Release managers are responsible for the release management lifecycle, focusing on coordinating various aspects of production and projects into one integrated solution. They are responsible for ensuring that resources, timelines, and the overall quality of the process are all considered and accounted for.
In this stage, release manager will elaborate a plan for the coming release.
Together with the team, the release manager will form a list of issues and PRs that should be addressed during the release.
More generally and a non negligeable part of the planning is to properly ensure that bugs, issues that weren't totally identified in the roadmap, and the roadmap issues are still being processed as they should.
Release managers will oversee the various aspects of a project before it is due to be deployed, ensuring everyone is on track and meeting the agreed timeline.
During the feature freeze time, only the release manager has permission to merge pull requests. As staging should at this point be already deployed, this is to ensure that the release manager has enough visibility on the changes being applied.
- 10 minutes or more are reserved at the end of the daily standup meeting where the release manager update the team on the opened PRs (PRs which aim to be delivered in the planned release).

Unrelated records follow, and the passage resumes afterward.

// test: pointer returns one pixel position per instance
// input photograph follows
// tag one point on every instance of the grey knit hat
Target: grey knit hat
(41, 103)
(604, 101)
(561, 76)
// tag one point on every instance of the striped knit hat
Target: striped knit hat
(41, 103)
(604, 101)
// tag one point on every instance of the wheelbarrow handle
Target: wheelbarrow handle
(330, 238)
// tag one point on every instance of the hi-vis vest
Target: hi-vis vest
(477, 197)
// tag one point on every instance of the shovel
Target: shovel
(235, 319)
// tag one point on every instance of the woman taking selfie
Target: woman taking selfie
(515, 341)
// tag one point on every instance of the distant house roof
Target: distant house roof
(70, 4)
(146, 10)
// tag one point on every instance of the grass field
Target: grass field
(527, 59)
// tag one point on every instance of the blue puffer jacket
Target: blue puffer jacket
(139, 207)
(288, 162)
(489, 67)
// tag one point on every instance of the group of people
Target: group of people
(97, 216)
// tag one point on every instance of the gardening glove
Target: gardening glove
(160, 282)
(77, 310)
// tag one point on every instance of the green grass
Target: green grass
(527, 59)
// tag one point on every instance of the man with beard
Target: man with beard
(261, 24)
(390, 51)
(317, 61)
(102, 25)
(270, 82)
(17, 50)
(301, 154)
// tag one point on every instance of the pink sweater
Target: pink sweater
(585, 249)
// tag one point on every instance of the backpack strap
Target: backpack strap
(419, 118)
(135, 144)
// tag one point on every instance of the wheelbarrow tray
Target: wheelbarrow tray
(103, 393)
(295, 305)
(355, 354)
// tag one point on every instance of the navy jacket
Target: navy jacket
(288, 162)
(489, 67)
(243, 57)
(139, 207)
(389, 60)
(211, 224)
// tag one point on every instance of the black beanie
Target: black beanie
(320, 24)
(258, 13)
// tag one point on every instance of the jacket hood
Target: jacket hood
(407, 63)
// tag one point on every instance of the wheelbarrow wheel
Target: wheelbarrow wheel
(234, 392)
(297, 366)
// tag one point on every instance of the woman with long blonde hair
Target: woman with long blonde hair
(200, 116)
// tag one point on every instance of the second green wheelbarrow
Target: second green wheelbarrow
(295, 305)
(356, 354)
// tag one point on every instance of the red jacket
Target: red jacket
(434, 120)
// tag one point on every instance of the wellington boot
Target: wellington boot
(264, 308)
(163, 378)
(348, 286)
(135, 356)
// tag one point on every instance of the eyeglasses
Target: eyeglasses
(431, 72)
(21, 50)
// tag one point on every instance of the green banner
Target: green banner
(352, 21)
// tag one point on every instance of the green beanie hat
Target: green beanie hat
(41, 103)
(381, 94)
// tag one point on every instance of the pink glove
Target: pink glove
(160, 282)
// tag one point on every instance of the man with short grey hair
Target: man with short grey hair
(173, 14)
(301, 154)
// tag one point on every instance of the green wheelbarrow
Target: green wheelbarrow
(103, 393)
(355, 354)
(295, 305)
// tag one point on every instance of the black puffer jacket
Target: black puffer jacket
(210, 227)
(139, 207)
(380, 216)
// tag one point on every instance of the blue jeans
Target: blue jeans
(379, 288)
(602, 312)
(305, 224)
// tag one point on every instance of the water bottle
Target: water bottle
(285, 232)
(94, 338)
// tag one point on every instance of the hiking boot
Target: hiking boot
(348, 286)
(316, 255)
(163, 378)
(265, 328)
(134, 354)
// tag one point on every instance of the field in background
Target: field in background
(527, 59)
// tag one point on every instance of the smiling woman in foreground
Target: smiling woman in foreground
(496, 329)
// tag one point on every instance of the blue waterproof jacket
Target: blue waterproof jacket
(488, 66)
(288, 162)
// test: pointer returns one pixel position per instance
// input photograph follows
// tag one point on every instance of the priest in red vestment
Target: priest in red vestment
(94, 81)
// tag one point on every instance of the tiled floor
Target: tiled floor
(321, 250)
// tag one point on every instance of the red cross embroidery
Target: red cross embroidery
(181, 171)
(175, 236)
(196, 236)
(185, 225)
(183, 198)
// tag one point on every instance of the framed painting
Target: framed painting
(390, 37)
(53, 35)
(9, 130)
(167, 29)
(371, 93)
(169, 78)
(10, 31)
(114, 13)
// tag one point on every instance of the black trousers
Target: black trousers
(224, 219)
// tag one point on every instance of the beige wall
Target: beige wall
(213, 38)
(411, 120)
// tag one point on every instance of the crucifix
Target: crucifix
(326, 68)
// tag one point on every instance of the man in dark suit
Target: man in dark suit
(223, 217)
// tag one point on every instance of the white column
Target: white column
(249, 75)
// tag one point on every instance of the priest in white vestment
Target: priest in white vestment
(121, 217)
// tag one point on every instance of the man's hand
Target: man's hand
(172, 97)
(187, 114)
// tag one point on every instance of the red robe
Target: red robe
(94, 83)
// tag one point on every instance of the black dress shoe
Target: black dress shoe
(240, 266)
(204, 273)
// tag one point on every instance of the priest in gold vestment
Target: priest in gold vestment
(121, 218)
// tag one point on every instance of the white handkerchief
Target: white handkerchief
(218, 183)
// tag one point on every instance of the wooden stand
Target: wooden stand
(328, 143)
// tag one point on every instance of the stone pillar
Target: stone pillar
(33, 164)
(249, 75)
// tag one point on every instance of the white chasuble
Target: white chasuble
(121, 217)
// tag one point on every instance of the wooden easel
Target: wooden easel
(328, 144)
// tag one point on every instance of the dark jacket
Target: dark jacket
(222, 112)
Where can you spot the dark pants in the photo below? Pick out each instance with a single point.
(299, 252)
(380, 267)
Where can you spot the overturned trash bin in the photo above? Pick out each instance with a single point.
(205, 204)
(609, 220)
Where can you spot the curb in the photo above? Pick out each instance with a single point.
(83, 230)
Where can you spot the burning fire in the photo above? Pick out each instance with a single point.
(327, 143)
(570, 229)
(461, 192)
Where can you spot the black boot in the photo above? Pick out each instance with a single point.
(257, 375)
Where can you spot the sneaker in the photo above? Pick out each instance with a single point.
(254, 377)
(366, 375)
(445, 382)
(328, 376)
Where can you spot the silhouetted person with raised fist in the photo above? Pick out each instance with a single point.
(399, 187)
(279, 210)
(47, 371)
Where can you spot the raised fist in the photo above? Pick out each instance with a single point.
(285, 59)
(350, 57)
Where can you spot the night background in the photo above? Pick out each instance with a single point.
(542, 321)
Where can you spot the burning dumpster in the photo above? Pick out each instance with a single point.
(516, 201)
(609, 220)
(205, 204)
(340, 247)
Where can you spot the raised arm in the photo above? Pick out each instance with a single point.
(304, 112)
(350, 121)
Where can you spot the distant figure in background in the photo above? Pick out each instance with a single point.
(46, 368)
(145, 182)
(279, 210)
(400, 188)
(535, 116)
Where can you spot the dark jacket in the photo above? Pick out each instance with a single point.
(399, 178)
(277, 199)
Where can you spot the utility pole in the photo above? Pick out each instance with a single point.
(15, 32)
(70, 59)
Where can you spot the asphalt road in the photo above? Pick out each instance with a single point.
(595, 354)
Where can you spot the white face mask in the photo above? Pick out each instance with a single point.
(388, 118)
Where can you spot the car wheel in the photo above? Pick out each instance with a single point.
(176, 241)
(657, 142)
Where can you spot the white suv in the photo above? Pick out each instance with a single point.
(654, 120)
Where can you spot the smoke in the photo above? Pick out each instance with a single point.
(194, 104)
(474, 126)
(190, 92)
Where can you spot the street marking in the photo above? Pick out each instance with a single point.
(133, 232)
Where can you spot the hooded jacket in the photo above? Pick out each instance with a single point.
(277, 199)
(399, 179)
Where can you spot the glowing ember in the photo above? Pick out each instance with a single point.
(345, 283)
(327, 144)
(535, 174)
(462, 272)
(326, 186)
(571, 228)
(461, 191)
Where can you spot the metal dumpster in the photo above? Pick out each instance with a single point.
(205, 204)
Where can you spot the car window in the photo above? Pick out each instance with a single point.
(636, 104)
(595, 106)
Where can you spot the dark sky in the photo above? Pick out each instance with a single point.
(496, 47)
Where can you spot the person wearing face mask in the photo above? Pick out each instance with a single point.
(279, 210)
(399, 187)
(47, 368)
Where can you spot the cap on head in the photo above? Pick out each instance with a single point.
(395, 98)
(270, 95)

- Regular check for new filed issues, identify those that requires to be published (included in the release)
- In some really specific situation, it could be required to deploy intermediate releases (e.g critical bug fixes).
- Planning, refinement, retrospective meetings have to be organized by the release manager and any other required meetings.
- Release manager should feel free to implement new techniques and put their own finger print to their release, this could potentially benefit upcoming releases.